Die Projekt
Die 5G-Strategie des Landes Brandenburg bildet den strategischen Rahmen für die Nutzung und Weiterentwicklung der Mobilfunktechnologie der fünften Generation sowie perspektivisch nachfolgender zellularer Technologien wie 6G. Ziel der Strategie ist es, die wirtschaftlichen, wissenschaftlichen und gesellschaftlichen Potenziale von 5G systematisch zu erschließen und Brandenburg als zukunftsfähigen, innovationsorientierten Standort zu stärken.
Im Mittelpunkt steht dabei die Schaffung von Transparenz, Zugänglichkeit und Nutzungskompetenz rund um 5G-Technologien – insbesondere für kleine und mittlere Unternehmen (KMU), Wissenschaftseinrichtungen, Verwaltung und öffentliche Akteure.

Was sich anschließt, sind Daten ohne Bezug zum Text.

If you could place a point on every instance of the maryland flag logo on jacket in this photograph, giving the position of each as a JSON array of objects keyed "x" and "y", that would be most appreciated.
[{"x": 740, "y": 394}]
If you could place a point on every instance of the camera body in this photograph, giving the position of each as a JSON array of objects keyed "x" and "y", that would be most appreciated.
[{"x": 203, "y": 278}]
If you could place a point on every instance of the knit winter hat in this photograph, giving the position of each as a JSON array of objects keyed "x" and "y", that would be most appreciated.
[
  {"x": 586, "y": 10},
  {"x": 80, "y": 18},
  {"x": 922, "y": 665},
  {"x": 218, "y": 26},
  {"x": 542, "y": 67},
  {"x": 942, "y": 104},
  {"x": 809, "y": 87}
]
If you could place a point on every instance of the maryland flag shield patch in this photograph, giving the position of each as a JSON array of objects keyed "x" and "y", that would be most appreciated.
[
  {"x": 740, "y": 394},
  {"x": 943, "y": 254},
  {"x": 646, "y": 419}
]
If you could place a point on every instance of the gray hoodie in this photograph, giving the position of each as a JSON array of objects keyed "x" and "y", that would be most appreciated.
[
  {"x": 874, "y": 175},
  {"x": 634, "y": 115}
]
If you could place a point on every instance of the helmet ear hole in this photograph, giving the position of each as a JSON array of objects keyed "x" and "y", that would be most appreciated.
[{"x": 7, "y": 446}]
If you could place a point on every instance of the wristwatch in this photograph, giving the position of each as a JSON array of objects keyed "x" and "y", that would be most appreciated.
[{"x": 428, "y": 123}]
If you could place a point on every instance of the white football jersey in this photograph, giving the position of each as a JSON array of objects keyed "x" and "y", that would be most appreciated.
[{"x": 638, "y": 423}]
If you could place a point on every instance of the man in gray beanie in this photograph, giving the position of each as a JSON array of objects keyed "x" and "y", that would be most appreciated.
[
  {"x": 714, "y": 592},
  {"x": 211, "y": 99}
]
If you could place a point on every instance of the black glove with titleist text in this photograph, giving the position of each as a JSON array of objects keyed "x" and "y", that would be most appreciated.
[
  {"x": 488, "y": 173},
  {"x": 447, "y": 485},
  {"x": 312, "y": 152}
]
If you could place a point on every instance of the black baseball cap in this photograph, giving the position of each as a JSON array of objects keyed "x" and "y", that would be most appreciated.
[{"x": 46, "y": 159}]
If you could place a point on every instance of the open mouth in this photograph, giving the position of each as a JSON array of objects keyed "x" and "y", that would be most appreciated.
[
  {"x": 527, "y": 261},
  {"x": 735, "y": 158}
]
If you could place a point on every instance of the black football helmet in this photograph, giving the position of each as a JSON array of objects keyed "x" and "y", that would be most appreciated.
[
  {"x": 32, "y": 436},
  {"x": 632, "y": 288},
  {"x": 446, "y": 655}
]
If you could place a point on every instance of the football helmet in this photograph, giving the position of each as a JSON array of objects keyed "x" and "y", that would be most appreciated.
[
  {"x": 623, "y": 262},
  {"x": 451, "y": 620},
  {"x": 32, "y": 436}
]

Die 5G-Strategie wurde in einem breit angelegten, interaktiven Prozess mit Akteuren aus Wirtschaft, Wissenschaft und Verwaltung entwickelt zusammen mit dem Ministerium für Wirtschaft, Arbeit und Energie des Landes Brandenburg. Das Institut für Innovations- und Informationsmanagement (ifii) war an der Ausfertigung und Steuerung der Strategie als Projektbüro beteiligt.
Die Herausforderung
Brandenburg steht bei der Nutzung der technischen und wirtschaftlichen Potenziale von 5G vor besonderen strukturellen Herausforderungen. Dazu zählen ein vergleichsweise geringer Digitalisierungsgrad der Wirtschaft, eine kleinteilige Unternehmensstruktur sowie begrenzte Ressourcen insbesondere in KMU. Gleichzeitig sind die Anforderungen an digitale Infrastrukturen, Konnektivität und Datennutzung hoch. Um den digitalen Reifegrad nachhaltig zu erhöhen, müssen Markteintritts- und Nutzungsbarrieren für 5G auf Angebots- und Nachfrageseite abgebaut werden. Hinzu kommt die Notwendigkeit, bestehende Strategien des Landes – etwa zur Künstlichen Intelligenz, Mobilität oder Industrieentwicklung – stärker miteinander zu verzahnen, um Synergien zu nutzen und Fragmentierung zu vermeiden.
Die Lösung
Die 5G-Strategie des Landes Brandenburg adressiert diese Herausforderungen mit einem integrierten, aufeinander aufbauenden Zielsystem, das sowohl Informationsdefizite als auch strukturelle Hemmnisse abbaut. Unternehmen sollen zielgruppengerechte, verständliche Informationen über 5G-Technologien und deren Anwendungsmöglichkeiten erhalten, um einen frühen Einstieg in die Nutzung zu ermöglichen. Steigt die Nachfrage nach 5G-Anwendungen, entstehen zugleich Anreize für Anbieter von Netzkomponenten, Software, Integrations- und Servicedienstleistungen, entsprechende Lösungen zu entwickeln. Damit leistet die Strategie einen Beitrag zur Stärkung regionaler Wertschöpfung, zur digitalen Souveränität und zur Schließung von Angebotslücken, die sich aus veränderten sicherheitspolitischen Rahmenbedingungen ergeben.
Im Fokus standen dabei:
- Abbau von Markteintrittsbarrieren durch bessere Information der Unternehmen über 5G-Potenziale
- Schaffung von Transparenz über relevante Marktentwicklungen
- Ausbau notwendiger Infrastrukturen und Vernetzung relevanter Akteure
- Förderung von Innovation durch Testumgebungen und Best Practices
- Zentrale Koordination von Fördermöglichkeiten
- Stärkung von Innovationsfähigkeit, Standortattraktivität und digitaler Souveränität
Die 5G-Strategie basiert auf einer fundierten Analysephase mit Experteninterviews, Stakeholder-Workshops und Vor-Ort-Begehungen, ergänzt durch die Auswertung bestehender Strategien sowie den Austausch mit Arbeitsgruppen auf Bundes- und Landesebene. Die Ergebnisse wurden in einer SWOT-Analyse zusammengeführt, um konkrete Handlungsbedarfe abzuleiten, die die regionalen Besonderheiten Brandenburgs berücksichtigen.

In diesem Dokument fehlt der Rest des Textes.